Moving on from the mountain naming convention, this year’s macOS upgrade is called the Mojave. Inspired by the Mojave desert, the OS supports night mode built in, and automatically attunes all apps and content to support this new dark mode. Among the new upgrades introduced was Stacks, which automatically groups your files in a messed up Desktop into folders categorized by type or other criteria. The in-built screenshots utility has been expanded to support screen capture for video as well and Continuity allows you to perform actions in your phone, and send the resultant data back to the macOS app.
In a rather strange announcement, Gallery View now supports viewing more detailed image previews including additional details about the image or other documents on a right-hand side pane. This is a feature that’s been existing in Windows for ages and I found it baffling to see it wasn’t present on a Mac until this point.

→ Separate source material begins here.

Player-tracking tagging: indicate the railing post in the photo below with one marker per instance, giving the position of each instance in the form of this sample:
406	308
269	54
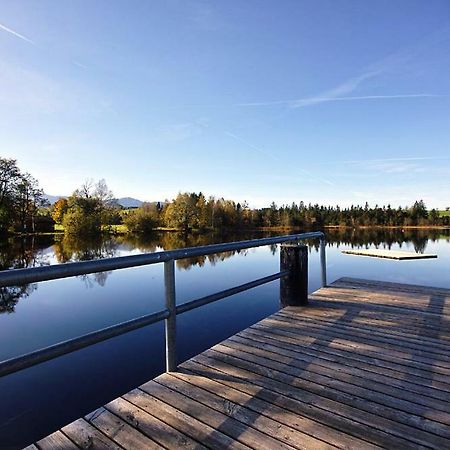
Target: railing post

The News, Stocks and Voice Memos apps from the iPhone are coming to the macOS, as part of an experimental project Apple is working on to make porting of apps from iOS to macOS easier. It is expected to open up to developers by 2019. Apple also took several measures towards improving security and privacy, including adding permissions to enable integrated comments and making it difficult for sites to fingerprint your identity and build a profile out of your activities.
The Mac App store also got a major redesign, its first since 2011, with a new Discover tab that shows new content on a weekly basis. Several apps are also coming to the Mac, including Microsoft’s Office 365, Adobe’s Lightroom CC, Panic’s Transmit and Barebones’ BB Edit. Apple closed off the Mac portion of the conference by highlighting Metal and CreateML, its proprietary technologies for creating graphics and machine learning. Metal in particular scales well with extended GPUs added to the mac, with upto 6.5 times improvement with 3 eGPUs and Create ML allows for Interactive XCode playgrounds and makes it possible to train an elementary machine learning model in 48 minutes, reducing the size by up to 75%.
To round off the event, Apple showed off a developer-focused video, highlighting family members of developers and their responses to watch their children do. It was a beautifully made documentary of sorts with the classic Apple touch. Be sure to watch this space as we break down some of these happenings into separate articles for clarity’s sake.